KATHERINE CHANDLER
I am an associate professor of Culture and Politics in the School of Foreign Service at Georgetown University. My research studies how technology and media create infrastructures that reinforce, challenge and transform the nation state and a global public. I use theories and methods from science and technology studies, media theory, geography, political theory and art practice. My scholarly research and essays have been published in Social Studies of Science, Interventions, Catalyst, Humanity and qui parle.
Unmanning: How Humans, Machines and Media Perform Drone Warfare (Rutgers University Press, 2020), my first monograph, examines failed experiments by the United States military to unman aircraft in the twentieth century. I look at how networked parts of the drone are entangled with gender, race and nation. Unmanning is a disavowal of politics as technology that serves and obfuscates American power.
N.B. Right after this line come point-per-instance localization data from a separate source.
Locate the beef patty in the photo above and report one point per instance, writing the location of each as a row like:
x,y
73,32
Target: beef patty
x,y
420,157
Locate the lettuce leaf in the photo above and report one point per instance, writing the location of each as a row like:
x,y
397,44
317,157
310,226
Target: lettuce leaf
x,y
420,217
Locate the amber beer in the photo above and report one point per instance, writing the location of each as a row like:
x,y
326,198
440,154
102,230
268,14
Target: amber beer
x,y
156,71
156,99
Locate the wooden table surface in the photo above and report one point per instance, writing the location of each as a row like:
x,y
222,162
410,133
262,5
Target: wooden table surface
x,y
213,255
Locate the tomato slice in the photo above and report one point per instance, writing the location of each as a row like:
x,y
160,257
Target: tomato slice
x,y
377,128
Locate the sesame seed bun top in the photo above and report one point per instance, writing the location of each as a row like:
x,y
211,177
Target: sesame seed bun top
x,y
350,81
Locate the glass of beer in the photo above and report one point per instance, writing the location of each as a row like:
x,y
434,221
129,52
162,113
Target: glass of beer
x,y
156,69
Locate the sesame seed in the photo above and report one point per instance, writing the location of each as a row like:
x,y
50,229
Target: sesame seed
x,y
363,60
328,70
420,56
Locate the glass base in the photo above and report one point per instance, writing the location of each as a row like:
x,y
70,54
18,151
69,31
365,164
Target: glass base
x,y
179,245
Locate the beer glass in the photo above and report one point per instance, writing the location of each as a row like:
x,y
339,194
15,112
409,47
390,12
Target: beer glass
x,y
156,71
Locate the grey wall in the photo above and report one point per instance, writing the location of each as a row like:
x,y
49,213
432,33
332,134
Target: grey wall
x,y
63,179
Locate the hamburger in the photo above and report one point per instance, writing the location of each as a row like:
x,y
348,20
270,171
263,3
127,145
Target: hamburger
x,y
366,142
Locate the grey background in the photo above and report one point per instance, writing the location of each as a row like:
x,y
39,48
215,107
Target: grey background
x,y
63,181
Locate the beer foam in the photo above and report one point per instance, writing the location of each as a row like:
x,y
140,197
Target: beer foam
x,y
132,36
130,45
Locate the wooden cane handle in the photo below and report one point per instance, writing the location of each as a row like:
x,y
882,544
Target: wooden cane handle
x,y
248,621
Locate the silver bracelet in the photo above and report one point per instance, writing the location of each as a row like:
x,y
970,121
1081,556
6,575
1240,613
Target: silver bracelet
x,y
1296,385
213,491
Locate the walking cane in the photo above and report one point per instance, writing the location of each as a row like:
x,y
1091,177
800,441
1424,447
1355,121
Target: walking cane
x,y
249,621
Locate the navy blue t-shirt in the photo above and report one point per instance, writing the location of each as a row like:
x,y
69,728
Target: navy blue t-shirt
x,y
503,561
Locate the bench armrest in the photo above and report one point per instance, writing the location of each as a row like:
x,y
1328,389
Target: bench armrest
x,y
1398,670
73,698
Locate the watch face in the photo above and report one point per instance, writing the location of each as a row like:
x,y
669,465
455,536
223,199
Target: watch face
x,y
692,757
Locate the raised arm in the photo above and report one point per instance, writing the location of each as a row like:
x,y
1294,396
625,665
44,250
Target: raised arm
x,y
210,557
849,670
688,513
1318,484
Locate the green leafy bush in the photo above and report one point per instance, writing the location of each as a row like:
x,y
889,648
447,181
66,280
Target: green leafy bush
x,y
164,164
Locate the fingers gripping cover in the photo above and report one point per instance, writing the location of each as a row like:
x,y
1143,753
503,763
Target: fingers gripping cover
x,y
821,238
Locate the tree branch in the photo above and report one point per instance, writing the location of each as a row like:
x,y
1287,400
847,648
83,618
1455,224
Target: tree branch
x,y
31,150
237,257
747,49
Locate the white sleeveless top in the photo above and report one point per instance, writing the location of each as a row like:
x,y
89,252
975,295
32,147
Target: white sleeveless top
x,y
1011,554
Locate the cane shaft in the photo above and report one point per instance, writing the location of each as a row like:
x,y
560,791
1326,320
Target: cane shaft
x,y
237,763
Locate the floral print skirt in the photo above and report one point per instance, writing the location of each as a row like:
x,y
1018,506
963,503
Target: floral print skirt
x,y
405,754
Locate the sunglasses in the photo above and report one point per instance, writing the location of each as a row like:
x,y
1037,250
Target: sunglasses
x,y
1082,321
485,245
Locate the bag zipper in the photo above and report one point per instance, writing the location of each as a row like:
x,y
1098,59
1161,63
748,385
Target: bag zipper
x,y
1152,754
My second book, Drone Publics, examines the international networks that promote drone innovation in Africa. I ask how the militaristic origins of drone aircraft are refashioned through commercial projects, humanitarianism and development. This research theorizes the concept of drone publics, interrogating the tensions between a collective good and the rubrics of protection, targeting and exploitation that persist in non-military drones.
I am also working on a co-authored book (with Hillary Mushkin) on arts, politics and technology called Drone Archive. The project utilizes drawings and feminist art practice to engage with the histories of power and control exemplified by drone aircraft.